Methodological Strengths

  • Very large integrated health system cohort with HEART risk stratification
  • Propensity score methodology and absolute risk/NNT reporting by risk strata

Limitations

  • Observational design with potential residual confounding and selection bias
  • Heterogeneity in testing modality and downstream management not fully characterized

Future Directions: Prospective pragmatic trials to test early-testing pathways vs. usual care across HEART strata, with standardized modalities and downstream management.

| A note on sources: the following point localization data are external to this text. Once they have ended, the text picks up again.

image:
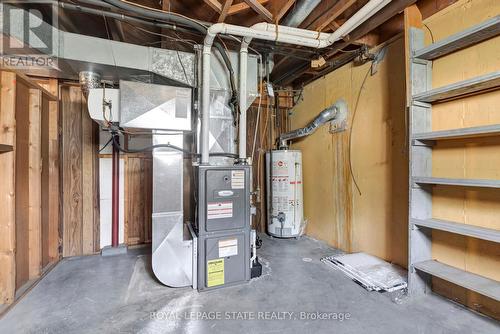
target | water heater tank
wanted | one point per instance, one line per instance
(284, 193)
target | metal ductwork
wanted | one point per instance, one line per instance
(113, 60)
(323, 117)
(89, 80)
(299, 13)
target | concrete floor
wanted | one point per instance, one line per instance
(119, 295)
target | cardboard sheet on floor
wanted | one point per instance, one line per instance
(372, 273)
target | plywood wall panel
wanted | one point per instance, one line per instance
(52, 165)
(35, 174)
(22, 184)
(71, 104)
(374, 221)
(87, 184)
(79, 169)
(7, 188)
(45, 181)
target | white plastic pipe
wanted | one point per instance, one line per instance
(269, 32)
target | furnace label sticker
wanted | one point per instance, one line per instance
(228, 247)
(215, 272)
(218, 210)
(238, 179)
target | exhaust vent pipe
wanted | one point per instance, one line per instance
(327, 115)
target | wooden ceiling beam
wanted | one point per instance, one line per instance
(225, 10)
(214, 4)
(284, 10)
(260, 9)
(242, 6)
(338, 9)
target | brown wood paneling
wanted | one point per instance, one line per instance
(35, 229)
(95, 166)
(7, 188)
(54, 175)
(45, 181)
(22, 185)
(80, 208)
(138, 200)
(87, 183)
(71, 105)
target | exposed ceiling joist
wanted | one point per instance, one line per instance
(260, 9)
(242, 6)
(214, 4)
(225, 10)
(284, 10)
(337, 10)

STUDY OBJECTIVE: The evaluation for suspected acute coronary syndrome is a common and high-risk presentation in emergency departments (EDs). After exclusion of acute myocardial infarction (MI), patients often undergo early (within 72 hours) noninvasive cardiac testing. We evaluated the association between early noninvasive testing and death/acute MI in ED patients suspected of acute coronary syndrome. METHODS: We used a retrospective cohort study design within the adult ED patient population (from October 2015 to December 2020) in whom MI was ruled out, belonging to a large integrated health care delivery system. Using data on history (H), electrocardiogram (E), age (A), risk factors (R), and troponin (T), we computed the HEART risk score. We stratified the cohort into low (score 0 to 3), intermediate (score 4 to 6), and high (score ≥7) risk and followed them up to 1-year after ED discharge. The association between noninvasive testing within 3 days of the ED visit and composite risk of death/acute MI within 1-year of discharge was evaluated by propensity score analysis. RESULTS: The cohort included 174,917 patients (61% low risk [age 53; women 58%; noninvasive testing 5%], 36% intermediate risk [age 71; women 52%; noninvasive testing 18%], and 3% high risk [age 74, women 45%; noninvasive testing 23%]). The risk reduction in death/acute MI associated with early noninvasive testing was -1.54% (-1.95% to -1.12%) number needed to treat (NNT)=65; -4.93% (-5.66% to -4.20%) NNT=20, and -8.98% (95% confidence interval -11.32% to -6.64%) NNT=11; and, in the low, intermediate, and high-risk respectively. CONCLUSION: Early noninvasive testing was associated with reduced risk of 1-year death or acute MI across all risk groups.